Observability and privacy — patient mobile
Version: 1.0
Date: 2026-03-31
References: COMPLIANCE_SECURITY.md, API_CLIENT_AND_KONG.md §5, TESTING_AND_RELEASE.md.
1. Principles
- Default: no PHI/PII in analytics, structured logs, or crash reports (COMPLIANCE_SECURITY.md §8; aligns with FR-NFR-018 / no raw PHI in debug paths).
- Minimum necessary: aggregate or sample non-clinical metrics (cold start, screen transition latency, API error rate without bodies).
2. Crash reporting
- Use a crash SDK only with tenant-approved subprocessors and DPAs where required.
- Configure breadcrumbs and attachments to exclude patient identifiers, tokens, and response payloads.
- Prefer handled error reporting with category codes (e.g.
BOOKING_409) instead of raw messages containing PHI.
3. Performance and product telemetry
Acceptable non-PHI signals:
- App version, OS version, device class (phone/tablet)

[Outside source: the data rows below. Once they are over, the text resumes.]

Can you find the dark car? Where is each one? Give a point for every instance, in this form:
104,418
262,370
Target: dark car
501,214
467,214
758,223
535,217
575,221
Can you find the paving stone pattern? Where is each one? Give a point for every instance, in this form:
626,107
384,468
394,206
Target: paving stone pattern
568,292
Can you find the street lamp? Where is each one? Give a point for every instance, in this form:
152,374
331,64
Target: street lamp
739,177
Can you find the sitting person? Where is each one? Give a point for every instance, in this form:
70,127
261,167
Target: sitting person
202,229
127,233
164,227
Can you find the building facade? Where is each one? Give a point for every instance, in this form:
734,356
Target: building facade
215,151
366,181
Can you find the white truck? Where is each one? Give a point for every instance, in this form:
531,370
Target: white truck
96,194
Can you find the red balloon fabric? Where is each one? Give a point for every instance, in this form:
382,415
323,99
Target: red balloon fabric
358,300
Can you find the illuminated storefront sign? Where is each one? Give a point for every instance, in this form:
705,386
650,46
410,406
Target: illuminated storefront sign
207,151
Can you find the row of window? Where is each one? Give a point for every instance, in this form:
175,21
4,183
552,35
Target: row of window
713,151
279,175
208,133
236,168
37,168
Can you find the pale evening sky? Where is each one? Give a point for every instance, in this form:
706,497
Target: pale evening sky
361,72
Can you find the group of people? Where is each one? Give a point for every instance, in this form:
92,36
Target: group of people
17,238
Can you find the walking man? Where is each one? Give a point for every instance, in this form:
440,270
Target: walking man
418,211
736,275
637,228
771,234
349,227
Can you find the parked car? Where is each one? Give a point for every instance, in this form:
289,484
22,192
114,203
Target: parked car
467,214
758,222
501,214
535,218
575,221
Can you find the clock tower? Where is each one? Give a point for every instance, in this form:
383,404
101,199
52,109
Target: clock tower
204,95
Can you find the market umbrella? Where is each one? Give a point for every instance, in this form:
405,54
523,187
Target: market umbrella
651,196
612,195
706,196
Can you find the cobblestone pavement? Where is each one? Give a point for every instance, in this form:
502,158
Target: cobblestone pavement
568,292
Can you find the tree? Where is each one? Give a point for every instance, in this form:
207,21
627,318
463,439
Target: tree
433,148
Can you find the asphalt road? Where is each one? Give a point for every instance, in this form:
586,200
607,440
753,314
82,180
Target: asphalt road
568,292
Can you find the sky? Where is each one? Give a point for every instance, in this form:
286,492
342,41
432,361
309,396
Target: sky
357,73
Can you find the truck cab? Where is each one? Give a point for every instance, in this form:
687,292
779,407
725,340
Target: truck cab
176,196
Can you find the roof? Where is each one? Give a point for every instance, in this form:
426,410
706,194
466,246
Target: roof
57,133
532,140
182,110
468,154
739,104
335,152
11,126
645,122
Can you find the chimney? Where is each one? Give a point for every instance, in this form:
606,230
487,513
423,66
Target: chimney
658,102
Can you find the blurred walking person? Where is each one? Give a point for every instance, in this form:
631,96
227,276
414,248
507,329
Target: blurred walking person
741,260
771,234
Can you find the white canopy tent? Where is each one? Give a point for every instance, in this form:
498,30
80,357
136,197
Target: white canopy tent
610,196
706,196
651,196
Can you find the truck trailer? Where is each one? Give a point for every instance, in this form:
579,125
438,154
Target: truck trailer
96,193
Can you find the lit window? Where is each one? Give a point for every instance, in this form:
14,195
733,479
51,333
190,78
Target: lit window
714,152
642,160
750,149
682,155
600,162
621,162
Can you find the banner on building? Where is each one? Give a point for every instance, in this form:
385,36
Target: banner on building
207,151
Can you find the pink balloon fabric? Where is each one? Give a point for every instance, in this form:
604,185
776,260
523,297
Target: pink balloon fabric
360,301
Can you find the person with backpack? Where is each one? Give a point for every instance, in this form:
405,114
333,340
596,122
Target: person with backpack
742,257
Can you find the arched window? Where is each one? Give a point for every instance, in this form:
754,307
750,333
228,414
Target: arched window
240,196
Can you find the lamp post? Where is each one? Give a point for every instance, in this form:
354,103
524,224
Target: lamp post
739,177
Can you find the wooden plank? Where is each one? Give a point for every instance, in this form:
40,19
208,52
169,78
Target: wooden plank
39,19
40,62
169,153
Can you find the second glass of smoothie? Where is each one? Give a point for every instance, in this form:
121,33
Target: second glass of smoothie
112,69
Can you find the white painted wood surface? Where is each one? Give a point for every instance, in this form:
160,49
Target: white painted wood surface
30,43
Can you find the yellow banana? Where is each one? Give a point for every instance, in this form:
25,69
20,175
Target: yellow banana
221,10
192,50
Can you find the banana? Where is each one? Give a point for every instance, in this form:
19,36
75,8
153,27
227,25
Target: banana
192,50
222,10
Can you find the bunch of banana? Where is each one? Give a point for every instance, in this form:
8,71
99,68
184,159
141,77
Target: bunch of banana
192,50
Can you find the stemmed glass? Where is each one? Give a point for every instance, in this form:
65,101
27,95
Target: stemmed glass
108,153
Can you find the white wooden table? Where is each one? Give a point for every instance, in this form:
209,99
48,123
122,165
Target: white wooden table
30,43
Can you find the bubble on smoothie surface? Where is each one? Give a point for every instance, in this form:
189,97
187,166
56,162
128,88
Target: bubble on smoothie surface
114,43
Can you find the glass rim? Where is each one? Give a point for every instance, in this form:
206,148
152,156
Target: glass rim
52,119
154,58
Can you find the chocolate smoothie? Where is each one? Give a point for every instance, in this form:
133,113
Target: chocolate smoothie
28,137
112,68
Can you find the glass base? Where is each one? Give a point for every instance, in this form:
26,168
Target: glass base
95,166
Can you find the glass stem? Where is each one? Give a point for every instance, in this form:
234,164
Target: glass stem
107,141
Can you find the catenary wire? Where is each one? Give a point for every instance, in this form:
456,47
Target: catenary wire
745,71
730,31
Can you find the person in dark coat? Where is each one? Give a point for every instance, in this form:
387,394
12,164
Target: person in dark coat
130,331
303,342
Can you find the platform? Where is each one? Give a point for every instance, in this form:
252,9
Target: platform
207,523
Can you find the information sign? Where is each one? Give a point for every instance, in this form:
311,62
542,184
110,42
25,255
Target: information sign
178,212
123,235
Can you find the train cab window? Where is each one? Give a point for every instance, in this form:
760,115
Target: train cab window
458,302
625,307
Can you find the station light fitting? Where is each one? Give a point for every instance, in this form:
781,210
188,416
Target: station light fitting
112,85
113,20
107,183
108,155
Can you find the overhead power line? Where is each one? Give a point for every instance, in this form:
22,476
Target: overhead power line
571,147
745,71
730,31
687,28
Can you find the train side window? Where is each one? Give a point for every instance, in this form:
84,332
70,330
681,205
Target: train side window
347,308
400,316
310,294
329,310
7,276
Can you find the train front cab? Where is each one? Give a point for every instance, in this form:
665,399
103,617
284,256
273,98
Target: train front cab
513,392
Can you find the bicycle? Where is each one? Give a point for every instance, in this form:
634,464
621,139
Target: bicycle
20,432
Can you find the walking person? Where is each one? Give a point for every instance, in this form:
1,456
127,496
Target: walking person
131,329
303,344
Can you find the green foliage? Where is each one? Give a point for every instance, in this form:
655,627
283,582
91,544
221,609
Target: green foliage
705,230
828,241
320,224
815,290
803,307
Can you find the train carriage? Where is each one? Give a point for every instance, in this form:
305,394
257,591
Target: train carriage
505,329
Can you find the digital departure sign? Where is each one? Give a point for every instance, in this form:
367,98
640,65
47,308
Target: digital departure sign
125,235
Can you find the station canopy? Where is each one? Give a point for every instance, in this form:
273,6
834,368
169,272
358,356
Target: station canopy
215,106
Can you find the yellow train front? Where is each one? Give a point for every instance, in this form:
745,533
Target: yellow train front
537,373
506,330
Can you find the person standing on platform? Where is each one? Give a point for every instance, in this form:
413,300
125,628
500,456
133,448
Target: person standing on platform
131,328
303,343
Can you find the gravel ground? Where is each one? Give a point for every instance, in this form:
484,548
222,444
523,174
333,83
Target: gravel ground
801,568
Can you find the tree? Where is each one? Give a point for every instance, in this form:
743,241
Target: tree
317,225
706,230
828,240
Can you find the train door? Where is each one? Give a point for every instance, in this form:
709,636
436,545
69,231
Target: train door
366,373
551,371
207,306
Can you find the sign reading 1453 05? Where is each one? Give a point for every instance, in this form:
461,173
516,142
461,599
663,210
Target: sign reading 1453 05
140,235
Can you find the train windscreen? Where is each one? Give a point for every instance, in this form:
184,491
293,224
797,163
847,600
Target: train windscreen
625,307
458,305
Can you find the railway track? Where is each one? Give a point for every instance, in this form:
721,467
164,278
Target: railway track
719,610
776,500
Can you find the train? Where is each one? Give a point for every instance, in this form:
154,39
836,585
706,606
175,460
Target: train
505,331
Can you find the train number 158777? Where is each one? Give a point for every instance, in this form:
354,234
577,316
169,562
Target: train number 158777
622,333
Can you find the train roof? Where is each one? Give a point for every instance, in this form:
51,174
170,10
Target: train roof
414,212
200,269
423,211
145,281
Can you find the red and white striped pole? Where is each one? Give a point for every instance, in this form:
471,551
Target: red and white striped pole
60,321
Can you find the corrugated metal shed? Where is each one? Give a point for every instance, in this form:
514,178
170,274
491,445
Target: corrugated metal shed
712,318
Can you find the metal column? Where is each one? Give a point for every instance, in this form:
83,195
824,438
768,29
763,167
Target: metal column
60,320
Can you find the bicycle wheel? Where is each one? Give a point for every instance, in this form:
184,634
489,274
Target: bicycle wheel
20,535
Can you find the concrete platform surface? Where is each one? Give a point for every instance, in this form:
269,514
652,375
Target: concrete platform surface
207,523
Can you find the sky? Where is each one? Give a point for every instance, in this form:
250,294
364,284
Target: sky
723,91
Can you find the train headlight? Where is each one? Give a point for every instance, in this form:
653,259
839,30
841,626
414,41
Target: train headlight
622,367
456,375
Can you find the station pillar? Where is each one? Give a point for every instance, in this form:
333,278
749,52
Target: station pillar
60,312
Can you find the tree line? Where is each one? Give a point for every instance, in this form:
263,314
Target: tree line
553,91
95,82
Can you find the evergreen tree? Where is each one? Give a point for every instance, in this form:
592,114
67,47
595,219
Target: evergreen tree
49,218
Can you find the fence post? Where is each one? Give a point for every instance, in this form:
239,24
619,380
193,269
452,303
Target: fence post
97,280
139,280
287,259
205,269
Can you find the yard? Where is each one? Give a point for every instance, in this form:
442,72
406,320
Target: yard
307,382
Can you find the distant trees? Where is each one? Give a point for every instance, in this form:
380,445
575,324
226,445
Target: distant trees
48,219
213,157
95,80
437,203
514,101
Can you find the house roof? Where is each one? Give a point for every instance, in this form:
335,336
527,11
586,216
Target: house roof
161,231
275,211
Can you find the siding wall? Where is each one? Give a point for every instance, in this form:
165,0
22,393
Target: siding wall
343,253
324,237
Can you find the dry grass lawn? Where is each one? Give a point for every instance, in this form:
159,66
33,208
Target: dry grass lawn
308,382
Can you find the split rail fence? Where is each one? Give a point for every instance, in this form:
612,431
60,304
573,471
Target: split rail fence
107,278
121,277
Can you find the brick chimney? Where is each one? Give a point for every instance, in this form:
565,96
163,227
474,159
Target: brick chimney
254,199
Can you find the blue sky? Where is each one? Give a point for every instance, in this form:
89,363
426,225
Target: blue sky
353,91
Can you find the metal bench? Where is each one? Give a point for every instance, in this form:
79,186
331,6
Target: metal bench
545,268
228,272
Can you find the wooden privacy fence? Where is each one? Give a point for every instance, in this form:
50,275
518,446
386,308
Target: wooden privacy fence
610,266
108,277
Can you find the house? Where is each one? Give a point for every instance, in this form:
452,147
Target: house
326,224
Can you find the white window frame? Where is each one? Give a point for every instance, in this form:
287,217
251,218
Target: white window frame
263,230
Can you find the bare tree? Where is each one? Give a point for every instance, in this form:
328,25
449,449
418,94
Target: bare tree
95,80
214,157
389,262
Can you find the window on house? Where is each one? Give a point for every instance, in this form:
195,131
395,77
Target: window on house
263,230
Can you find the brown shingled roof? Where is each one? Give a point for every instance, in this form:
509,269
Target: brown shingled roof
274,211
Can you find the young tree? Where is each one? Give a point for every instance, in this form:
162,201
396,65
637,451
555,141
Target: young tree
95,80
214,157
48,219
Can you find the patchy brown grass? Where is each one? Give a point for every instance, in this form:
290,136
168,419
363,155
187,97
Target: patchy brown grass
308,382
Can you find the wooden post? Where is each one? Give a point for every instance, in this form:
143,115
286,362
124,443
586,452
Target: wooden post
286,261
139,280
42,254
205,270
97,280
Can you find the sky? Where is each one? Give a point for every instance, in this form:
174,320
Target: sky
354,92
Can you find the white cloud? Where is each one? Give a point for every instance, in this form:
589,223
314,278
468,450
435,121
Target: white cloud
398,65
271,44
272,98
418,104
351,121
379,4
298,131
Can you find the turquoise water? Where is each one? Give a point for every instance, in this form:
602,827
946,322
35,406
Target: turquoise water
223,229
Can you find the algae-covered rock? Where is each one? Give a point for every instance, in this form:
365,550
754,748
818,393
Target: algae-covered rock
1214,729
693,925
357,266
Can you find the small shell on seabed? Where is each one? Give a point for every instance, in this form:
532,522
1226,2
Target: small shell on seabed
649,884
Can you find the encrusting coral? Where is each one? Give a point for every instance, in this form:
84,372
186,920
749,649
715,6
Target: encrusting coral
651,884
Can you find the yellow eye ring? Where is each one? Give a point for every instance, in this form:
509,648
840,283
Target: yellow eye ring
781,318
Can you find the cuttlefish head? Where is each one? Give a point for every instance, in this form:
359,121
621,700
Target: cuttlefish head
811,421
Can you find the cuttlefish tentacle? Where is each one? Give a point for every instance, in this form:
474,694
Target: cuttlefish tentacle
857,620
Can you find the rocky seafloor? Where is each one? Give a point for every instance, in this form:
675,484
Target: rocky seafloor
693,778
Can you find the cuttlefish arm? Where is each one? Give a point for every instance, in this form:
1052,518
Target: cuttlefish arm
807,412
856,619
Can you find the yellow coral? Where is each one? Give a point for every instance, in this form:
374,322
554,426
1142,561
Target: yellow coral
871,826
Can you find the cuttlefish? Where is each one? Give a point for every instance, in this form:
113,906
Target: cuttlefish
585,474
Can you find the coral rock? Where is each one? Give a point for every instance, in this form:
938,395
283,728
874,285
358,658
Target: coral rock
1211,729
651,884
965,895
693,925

- Locale and RTL flag (for layout quality)
- Screen load duration (aggregated)
- Network failure counts (no URLs with query strings containing identifiers)
Avoid: free-text search terms, message bodies, lab values, names.
4. User consent for optional analytics
- If opt-in product analytics are used, gate behind in-app consent where regional law requires; allow disable in settings.
- Do not tie analytics identity to clinical identity in third-party tools without explicit legal review.
5. Operational dashboards
- Mobile SRE dashboards should use the same gateway metrics as web (Kong 4xx/5xx for
/v1/portal/*) where available—correlate with release version, not with individual patients.
6. AI-assisted features
If patients use AI education via Kong /v1/ai/*, follow SPEC.md AI subsection: no vendor keys in client; structured logs without raw PHI (AI_PLATFORM.md).